第15話 15. 激突
「陽翔、君に出会えたことで脳がすっきりしたよ。
互いに魂の理からはずれた存在。
この仮初めの生に終止符を打つには、
本気の君に殺されるしかない。
互いに永遠を生きる存在、子孫を残すことは出来ない。
僕らの血が残ることも無いってことさ」
「互いに永遠を生きるから、
子孫を残す必要はないってことか」
互いに剣を打ち込んだ。剣同士が触れ合い、
激しい音がなった瞬間、既に二人は距離をとっていた。
「ブラッド、僕を待っていたということは死にたいんだろ。
なら、大人しく斬られろよ。
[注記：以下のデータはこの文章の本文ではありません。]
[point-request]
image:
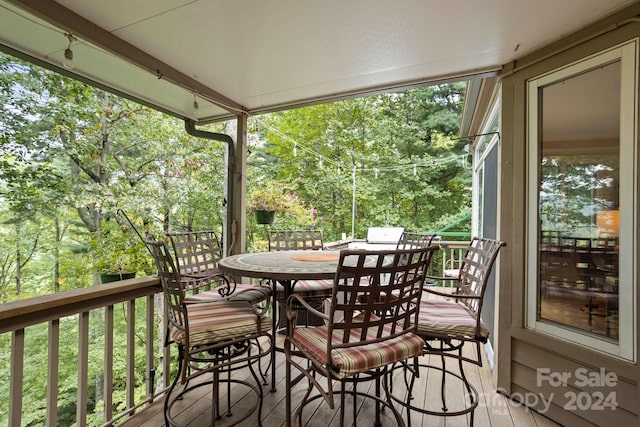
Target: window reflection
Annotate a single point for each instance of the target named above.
(578, 194)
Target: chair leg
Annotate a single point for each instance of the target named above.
(377, 422)
(167, 396)
(442, 384)
(287, 393)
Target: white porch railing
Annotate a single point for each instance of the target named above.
(17, 316)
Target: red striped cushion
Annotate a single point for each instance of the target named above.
(353, 360)
(212, 322)
(448, 318)
(308, 289)
(252, 294)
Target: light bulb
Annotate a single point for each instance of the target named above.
(68, 59)
(196, 109)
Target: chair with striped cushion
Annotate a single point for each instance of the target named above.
(212, 335)
(292, 240)
(410, 240)
(363, 332)
(450, 320)
(197, 254)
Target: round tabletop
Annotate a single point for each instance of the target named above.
(282, 265)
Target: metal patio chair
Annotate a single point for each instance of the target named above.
(364, 331)
(212, 337)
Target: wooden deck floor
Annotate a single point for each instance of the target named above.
(494, 409)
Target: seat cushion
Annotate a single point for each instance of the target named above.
(308, 289)
(253, 294)
(218, 321)
(448, 318)
(346, 362)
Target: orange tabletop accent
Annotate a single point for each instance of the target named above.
(316, 257)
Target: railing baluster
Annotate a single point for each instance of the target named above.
(108, 362)
(131, 347)
(83, 369)
(150, 364)
(17, 376)
(52, 372)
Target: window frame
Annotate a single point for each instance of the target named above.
(625, 347)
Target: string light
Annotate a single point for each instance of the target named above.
(67, 62)
(376, 170)
(196, 106)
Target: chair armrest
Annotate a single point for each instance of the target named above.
(291, 314)
(440, 277)
(431, 291)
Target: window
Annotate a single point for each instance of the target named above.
(483, 148)
(582, 199)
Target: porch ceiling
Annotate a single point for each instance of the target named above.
(258, 56)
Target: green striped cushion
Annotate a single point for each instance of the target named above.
(448, 318)
(252, 294)
(308, 289)
(347, 362)
(213, 322)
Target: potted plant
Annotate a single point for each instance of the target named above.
(266, 201)
(118, 253)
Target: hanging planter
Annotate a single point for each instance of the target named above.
(114, 277)
(266, 200)
(265, 217)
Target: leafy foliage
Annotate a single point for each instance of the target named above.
(72, 156)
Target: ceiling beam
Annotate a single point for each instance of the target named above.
(62, 17)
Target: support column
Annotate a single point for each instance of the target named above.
(237, 190)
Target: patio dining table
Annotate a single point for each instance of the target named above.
(284, 267)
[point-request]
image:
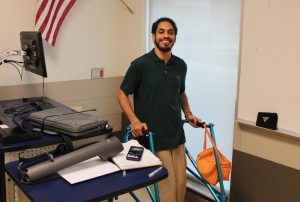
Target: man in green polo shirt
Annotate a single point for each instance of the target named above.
(157, 82)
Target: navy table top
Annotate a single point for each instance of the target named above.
(99, 188)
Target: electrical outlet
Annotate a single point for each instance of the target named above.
(97, 73)
(77, 108)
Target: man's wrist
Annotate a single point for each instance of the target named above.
(187, 115)
(135, 121)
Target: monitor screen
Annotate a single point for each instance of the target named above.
(34, 59)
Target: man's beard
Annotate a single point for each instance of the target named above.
(163, 49)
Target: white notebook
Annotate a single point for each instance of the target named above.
(96, 167)
(148, 159)
(91, 168)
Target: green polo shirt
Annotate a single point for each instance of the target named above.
(156, 89)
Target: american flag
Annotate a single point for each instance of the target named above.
(50, 16)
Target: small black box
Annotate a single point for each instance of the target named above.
(267, 120)
(15, 135)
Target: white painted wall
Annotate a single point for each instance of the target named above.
(95, 33)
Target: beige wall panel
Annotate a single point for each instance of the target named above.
(268, 145)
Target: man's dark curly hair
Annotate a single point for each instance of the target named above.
(155, 24)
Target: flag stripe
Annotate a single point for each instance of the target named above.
(53, 19)
(41, 9)
(50, 16)
(66, 11)
(45, 22)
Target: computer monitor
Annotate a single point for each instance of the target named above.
(34, 59)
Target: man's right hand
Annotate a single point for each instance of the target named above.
(138, 128)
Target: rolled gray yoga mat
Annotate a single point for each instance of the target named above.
(105, 149)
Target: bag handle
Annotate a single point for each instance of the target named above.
(210, 138)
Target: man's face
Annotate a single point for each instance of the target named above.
(164, 37)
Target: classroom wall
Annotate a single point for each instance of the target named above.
(266, 164)
(95, 33)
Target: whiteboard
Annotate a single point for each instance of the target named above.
(269, 77)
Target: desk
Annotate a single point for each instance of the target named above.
(46, 141)
(96, 189)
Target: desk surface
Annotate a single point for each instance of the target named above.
(44, 140)
(100, 188)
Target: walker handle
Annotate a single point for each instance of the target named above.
(199, 124)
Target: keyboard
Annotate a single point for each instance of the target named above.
(42, 105)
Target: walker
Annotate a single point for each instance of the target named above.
(219, 196)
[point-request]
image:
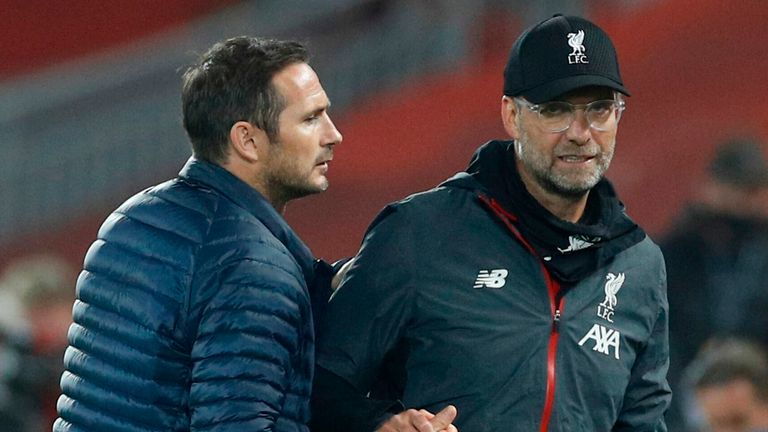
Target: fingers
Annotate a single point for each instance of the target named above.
(407, 421)
(421, 421)
(444, 418)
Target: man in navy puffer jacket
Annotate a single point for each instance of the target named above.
(194, 308)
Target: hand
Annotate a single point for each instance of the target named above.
(421, 421)
(336, 281)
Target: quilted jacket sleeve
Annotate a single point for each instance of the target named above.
(648, 395)
(249, 331)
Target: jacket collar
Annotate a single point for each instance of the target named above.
(197, 171)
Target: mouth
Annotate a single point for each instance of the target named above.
(576, 159)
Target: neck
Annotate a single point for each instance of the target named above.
(569, 209)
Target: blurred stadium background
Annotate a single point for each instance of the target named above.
(90, 108)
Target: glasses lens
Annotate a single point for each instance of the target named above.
(603, 115)
(556, 116)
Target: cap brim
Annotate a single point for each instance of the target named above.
(553, 89)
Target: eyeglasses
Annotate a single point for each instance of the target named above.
(557, 116)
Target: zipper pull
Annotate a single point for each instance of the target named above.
(556, 320)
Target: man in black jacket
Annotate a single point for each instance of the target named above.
(518, 292)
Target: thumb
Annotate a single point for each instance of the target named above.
(444, 418)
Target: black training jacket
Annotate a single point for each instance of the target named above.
(447, 303)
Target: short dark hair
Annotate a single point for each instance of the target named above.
(231, 82)
(725, 361)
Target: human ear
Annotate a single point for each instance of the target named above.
(247, 140)
(508, 116)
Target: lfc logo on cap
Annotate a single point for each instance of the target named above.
(576, 41)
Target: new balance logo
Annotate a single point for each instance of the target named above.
(491, 278)
(605, 339)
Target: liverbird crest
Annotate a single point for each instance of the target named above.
(576, 41)
(612, 286)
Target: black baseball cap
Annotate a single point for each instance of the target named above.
(560, 54)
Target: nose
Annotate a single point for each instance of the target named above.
(579, 132)
(334, 137)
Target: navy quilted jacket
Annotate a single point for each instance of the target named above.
(192, 313)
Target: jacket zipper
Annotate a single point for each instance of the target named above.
(556, 304)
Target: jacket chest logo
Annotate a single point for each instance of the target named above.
(606, 340)
(491, 278)
(612, 287)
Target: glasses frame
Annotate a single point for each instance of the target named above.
(618, 101)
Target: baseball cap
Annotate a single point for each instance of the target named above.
(560, 54)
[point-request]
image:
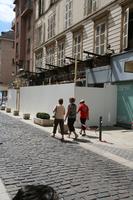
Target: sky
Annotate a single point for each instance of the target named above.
(6, 14)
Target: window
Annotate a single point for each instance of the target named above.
(127, 28)
(17, 29)
(40, 7)
(38, 35)
(61, 53)
(28, 45)
(29, 22)
(100, 38)
(38, 59)
(51, 25)
(89, 6)
(52, 2)
(50, 59)
(68, 13)
(77, 45)
(128, 67)
(16, 49)
(28, 66)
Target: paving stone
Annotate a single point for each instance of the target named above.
(30, 156)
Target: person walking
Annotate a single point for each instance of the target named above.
(83, 109)
(71, 116)
(59, 112)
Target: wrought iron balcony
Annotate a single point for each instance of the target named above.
(13, 24)
(27, 8)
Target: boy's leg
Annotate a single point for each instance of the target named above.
(55, 126)
(62, 128)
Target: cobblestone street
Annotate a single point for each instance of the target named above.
(29, 155)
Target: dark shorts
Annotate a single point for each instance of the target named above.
(70, 124)
(83, 126)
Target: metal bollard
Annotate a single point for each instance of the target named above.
(100, 127)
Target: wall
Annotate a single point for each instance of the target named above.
(118, 62)
(115, 73)
(44, 98)
(101, 101)
(11, 101)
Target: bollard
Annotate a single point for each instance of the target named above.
(100, 127)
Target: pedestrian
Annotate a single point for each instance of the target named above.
(59, 113)
(36, 192)
(71, 116)
(83, 109)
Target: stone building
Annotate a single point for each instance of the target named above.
(23, 26)
(7, 66)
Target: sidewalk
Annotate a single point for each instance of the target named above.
(117, 143)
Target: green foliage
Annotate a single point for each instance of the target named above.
(43, 115)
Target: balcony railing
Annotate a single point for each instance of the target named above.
(27, 8)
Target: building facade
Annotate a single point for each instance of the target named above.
(89, 30)
(90, 41)
(7, 65)
(23, 27)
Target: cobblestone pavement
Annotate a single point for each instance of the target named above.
(29, 155)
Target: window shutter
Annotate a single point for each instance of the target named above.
(125, 28)
(89, 6)
(94, 5)
(85, 7)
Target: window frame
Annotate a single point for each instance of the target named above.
(96, 24)
(51, 25)
(50, 54)
(76, 46)
(90, 9)
(68, 13)
(38, 58)
(125, 9)
(61, 53)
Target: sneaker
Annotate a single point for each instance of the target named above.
(53, 135)
(62, 139)
(76, 136)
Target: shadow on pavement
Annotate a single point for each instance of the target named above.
(83, 140)
(92, 137)
(66, 141)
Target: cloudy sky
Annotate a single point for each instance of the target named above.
(6, 14)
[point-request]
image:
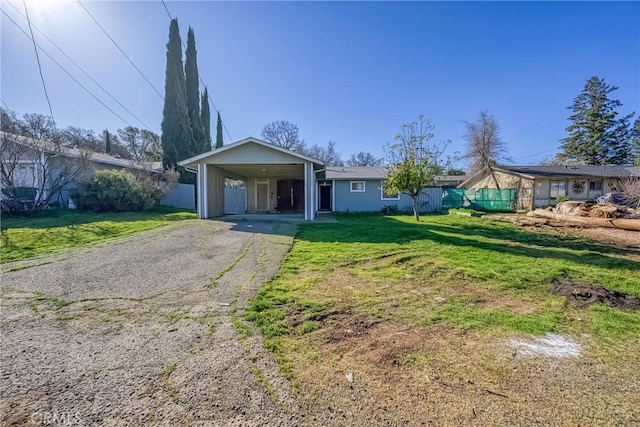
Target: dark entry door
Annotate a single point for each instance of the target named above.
(291, 195)
(325, 197)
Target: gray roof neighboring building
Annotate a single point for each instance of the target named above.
(603, 171)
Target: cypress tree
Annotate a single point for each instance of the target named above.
(107, 141)
(596, 136)
(219, 140)
(177, 135)
(205, 114)
(193, 95)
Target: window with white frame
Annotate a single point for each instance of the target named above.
(357, 186)
(558, 188)
(385, 194)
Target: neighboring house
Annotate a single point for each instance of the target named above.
(277, 180)
(538, 186)
(38, 165)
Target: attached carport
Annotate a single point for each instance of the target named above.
(277, 180)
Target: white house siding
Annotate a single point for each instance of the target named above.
(371, 200)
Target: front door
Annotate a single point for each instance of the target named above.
(262, 196)
(291, 195)
(325, 196)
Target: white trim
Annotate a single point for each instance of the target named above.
(382, 193)
(205, 191)
(306, 191)
(263, 181)
(245, 141)
(364, 187)
(333, 195)
(199, 188)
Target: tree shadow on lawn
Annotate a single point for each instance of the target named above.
(502, 238)
(65, 217)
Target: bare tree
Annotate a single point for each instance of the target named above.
(630, 188)
(76, 137)
(485, 147)
(284, 134)
(142, 145)
(363, 159)
(329, 155)
(414, 160)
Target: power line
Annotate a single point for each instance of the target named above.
(65, 71)
(120, 49)
(35, 48)
(83, 71)
(209, 99)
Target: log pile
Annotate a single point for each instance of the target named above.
(591, 215)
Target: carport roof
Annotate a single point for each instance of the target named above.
(196, 159)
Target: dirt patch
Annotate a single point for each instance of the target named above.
(623, 239)
(388, 373)
(347, 326)
(583, 295)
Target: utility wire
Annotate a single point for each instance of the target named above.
(35, 48)
(209, 99)
(120, 49)
(63, 69)
(83, 71)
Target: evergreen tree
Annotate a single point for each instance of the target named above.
(219, 138)
(177, 135)
(193, 96)
(205, 114)
(596, 136)
(107, 141)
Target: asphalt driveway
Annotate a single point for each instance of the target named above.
(140, 331)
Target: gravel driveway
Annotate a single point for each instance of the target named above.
(140, 331)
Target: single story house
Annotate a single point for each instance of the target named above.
(36, 166)
(277, 180)
(362, 189)
(538, 186)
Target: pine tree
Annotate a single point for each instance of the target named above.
(205, 114)
(596, 136)
(193, 95)
(177, 135)
(219, 138)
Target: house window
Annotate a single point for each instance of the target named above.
(386, 195)
(595, 185)
(558, 188)
(357, 186)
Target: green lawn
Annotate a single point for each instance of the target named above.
(492, 276)
(425, 312)
(55, 231)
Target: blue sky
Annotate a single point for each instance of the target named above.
(350, 72)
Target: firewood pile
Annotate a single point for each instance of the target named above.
(591, 215)
(578, 214)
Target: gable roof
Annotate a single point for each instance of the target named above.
(356, 172)
(234, 145)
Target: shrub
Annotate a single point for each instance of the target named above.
(117, 191)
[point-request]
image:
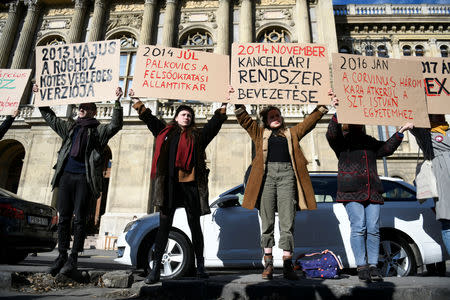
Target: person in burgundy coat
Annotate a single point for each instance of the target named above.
(359, 187)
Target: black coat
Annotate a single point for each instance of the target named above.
(202, 137)
(357, 178)
(5, 126)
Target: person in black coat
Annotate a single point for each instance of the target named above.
(179, 175)
(359, 187)
(7, 123)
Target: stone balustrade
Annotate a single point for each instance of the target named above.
(391, 9)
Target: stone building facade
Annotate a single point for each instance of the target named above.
(28, 151)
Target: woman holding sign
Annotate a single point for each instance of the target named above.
(279, 180)
(435, 144)
(360, 187)
(180, 175)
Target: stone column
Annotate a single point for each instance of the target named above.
(97, 25)
(302, 21)
(145, 37)
(246, 22)
(9, 32)
(326, 25)
(223, 27)
(26, 35)
(169, 23)
(76, 25)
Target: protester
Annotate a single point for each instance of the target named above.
(279, 180)
(180, 175)
(435, 144)
(78, 173)
(7, 123)
(360, 188)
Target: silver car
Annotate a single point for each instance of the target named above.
(410, 234)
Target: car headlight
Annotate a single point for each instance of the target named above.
(130, 226)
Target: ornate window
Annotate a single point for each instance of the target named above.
(52, 41)
(419, 50)
(128, 48)
(406, 50)
(444, 51)
(274, 35)
(382, 51)
(198, 39)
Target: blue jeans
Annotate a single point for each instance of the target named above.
(365, 231)
(446, 233)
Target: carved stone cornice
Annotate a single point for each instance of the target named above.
(128, 20)
(188, 4)
(79, 4)
(13, 6)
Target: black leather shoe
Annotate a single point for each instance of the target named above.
(375, 274)
(363, 273)
(57, 264)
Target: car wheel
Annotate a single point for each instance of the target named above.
(177, 258)
(15, 257)
(396, 257)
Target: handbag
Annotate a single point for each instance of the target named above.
(323, 264)
(425, 181)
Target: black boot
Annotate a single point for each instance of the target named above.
(288, 268)
(58, 264)
(201, 272)
(70, 265)
(155, 273)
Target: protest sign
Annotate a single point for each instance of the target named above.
(266, 73)
(173, 73)
(436, 76)
(77, 73)
(12, 86)
(379, 91)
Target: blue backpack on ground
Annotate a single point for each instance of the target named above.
(323, 264)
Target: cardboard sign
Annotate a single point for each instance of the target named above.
(77, 73)
(174, 73)
(12, 86)
(436, 76)
(266, 73)
(379, 91)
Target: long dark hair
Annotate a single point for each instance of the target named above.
(265, 113)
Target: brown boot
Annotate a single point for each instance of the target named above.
(268, 267)
(288, 268)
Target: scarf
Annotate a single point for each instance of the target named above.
(185, 150)
(79, 145)
(441, 128)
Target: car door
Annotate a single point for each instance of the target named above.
(232, 235)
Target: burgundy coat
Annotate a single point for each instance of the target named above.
(357, 178)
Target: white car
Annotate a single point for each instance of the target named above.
(410, 234)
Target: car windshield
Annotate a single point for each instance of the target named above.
(394, 191)
(5, 193)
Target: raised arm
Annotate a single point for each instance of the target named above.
(154, 124)
(388, 148)
(116, 123)
(6, 125)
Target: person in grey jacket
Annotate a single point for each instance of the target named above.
(78, 173)
(7, 123)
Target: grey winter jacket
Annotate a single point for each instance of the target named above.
(97, 140)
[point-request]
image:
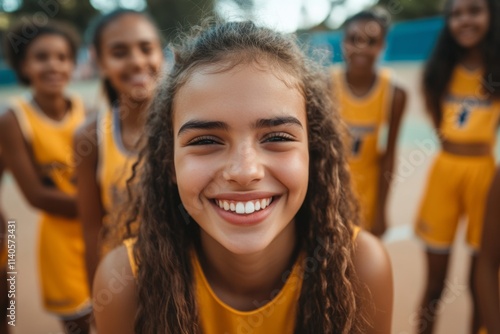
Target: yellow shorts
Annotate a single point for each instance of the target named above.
(457, 186)
(365, 185)
(65, 290)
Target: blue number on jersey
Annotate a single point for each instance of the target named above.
(463, 116)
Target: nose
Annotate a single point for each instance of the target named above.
(138, 58)
(244, 166)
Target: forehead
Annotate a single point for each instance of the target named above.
(365, 27)
(242, 92)
(128, 29)
(49, 42)
(462, 4)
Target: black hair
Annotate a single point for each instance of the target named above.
(98, 27)
(19, 38)
(447, 54)
(376, 16)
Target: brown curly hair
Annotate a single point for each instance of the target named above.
(166, 293)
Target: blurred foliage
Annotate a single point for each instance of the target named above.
(411, 9)
(77, 12)
(174, 15)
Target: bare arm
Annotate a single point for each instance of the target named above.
(387, 161)
(115, 314)
(489, 261)
(88, 196)
(18, 160)
(374, 272)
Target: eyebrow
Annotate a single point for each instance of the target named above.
(261, 123)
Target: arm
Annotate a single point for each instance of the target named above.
(115, 314)
(19, 161)
(374, 272)
(3, 222)
(489, 261)
(88, 196)
(387, 161)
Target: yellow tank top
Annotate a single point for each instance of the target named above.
(468, 114)
(366, 117)
(115, 162)
(50, 141)
(276, 316)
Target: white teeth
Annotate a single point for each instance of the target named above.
(240, 207)
(244, 207)
(263, 203)
(249, 207)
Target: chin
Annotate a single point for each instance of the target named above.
(245, 246)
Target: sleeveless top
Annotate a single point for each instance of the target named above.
(216, 317)
(469, 115)
(366, 117)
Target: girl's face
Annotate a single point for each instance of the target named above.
(241, 154)
(48, 64)
(469, 22)
(131, 56)
(363, 42)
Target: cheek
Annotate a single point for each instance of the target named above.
(293, 172)
(193, 177)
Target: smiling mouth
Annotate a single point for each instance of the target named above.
(244, 207)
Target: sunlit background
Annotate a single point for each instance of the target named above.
(285, 15)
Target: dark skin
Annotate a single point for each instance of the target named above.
(472, 17)
(488, 262)
(363, 43)
(4, 328)
(48, 65)
(371, 262)
(130, 58)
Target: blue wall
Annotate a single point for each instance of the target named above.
(406, 41)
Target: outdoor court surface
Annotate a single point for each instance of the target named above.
(416, 150)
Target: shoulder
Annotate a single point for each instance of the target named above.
(399, 94)
(87, 131)
(375, 288)
(115, 293)
(371, 260)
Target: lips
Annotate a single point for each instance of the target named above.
(244, 207)
(141, 79)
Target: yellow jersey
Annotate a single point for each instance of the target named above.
(115, 162)
(469, 115)
(366, 117)
(61, 250)
(50, 141)
(276, 315)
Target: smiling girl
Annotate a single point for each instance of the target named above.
(464, 102)
(128, 51)
(369, 102)
(247, 217)
(36, 138)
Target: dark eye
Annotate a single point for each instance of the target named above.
(42, 56)
(205, 140)
(277, 137)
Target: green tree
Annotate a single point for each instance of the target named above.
(77, 12)
(174, 15)
(411, 9)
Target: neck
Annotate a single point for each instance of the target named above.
(54, 106)
(473, 59)
(360, 82)
(243, 281)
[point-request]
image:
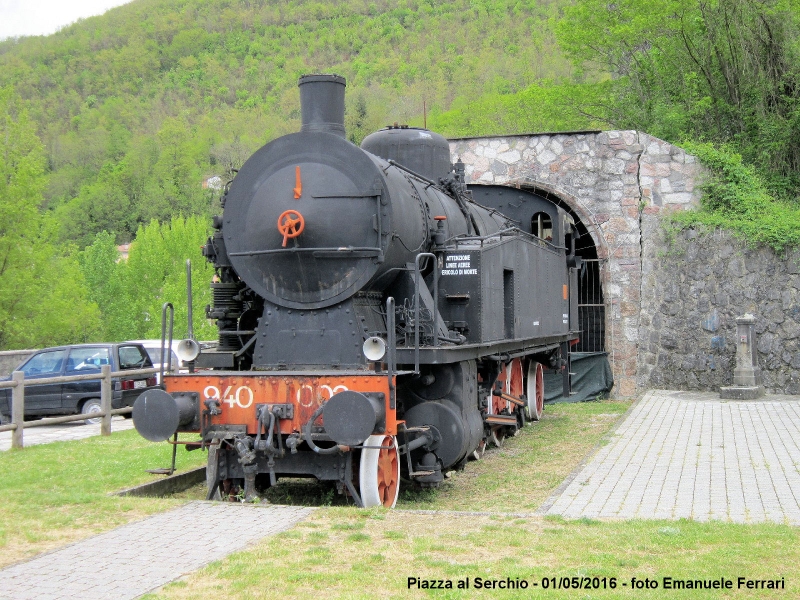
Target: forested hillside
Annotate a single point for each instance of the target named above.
(136, 107)
(110, 127)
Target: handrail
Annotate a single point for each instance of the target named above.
(343, 250)
(416, 305)
(164, 307)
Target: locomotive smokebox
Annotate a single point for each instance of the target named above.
(351, 417)
(322, 103)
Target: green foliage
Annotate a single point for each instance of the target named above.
(726, 71)
(42, 298)
(131, 293)
(735, 197)
(138, 106)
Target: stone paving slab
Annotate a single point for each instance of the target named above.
(691, 455)
(62, 433)
(133, 559)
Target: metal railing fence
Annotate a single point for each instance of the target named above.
(17, 385)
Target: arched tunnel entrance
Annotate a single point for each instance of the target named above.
(591, 372)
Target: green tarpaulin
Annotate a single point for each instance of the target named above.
(591, 378)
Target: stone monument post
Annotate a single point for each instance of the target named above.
(747, 382)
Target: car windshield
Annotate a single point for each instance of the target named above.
(87, 359)
(133, 357)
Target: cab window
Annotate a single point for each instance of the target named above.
(133, 357)
(45, 362)
(82, 360)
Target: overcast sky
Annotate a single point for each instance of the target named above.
(43, 17)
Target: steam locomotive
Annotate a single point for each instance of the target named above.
(378, 318)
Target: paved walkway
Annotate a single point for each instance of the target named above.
(136, 558)
(62, 433)
(692, 455)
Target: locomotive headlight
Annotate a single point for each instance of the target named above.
(374, 348)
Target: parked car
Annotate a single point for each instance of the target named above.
(79, 396)
(153, 348)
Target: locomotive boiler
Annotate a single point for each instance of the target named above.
(378, 318)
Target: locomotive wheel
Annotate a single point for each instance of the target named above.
(535, 391)
(379, 472)
(478, 453)
(91, 406)
(515, 386)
僕は君を許す気はない」
ブラッドからくぐもった笑いが漏れた。
次第にその笑いは、嘲笑となった。
「無知とは幸せなことだな。
そんなにそこのエルフの娘が大切だったのか。
ソフィアが見たら嫉妬しちゃうぞ」
湧き上がる激情を必死に抑えながら、
ブラッドの隙を伺う陽翔だった。
「ほう。本当に成長したんだな。
感情に駆られて動くことがないな。
そのご褒美にソフィアの顚末を教えてやろう」
陽翔は無言だった。
ブラッドの一挙手一投足から目を離さなかった。
はた目にはそう見えたが、内心はかき乱されて、
戦うどころではなかった。
「ふふふ、あれほど気丈に振舞っていた彼女が
次第に弱音を吐くところは、久々に僕の気持ちを
興奮させたヨ。
ようしょう~ようしょう~助けてょぅ。
と泣き叫ぶ様から、次第に静かになって、
目の光が失われる様は、久々に興奮したぞ。
今は、何処かで喜んで男の慰みモノに
なっているだろうな」
「おおおおっ貴様は貴様は、仲間を!」
陽翔は、叫ばずにはいられなかった。
陽翔は狂いそうだった。全てを否定したくとも
目の前の現実がそれを否定した。
「貴様は、ブラッドは、闇に落ちた貴様は、死あるのみだ」
陽翔の剣は、正確にブラッドの頸があったところを
振りぬいていた。
「君の本質は、斥候だろう。
剣士のそれでは僕には届かない」
陽翔は、全力で剣を振るうが、それがブラッドに
至ることはなかった。
ブラッドが本気を出していなことを陽翔は感じていた。
「もっとだ!もっと僕の魂を削るように剣を振れっ」
ブラッドは陽翔を攻撃せずに防御に徹しているだけだった。
既に周囲は暗くなっていた。
あれほどのいた魔物たちは闇の中に消えていた。
学院生や引率の騎士たちも既にこの場にいなかった。
闇に響くのは二人の声と剣の打ち合う音だけだった。
打ち合いながら、陽翔は次第にブラッドの行動に
疑問を感じ始めていた。
ブラッドほどの実力があれば、この打ち合いの中で
陽翔に致命傷を与えることもできたはずだった。
陽翔は、一旦、ブラッドから距離を取った。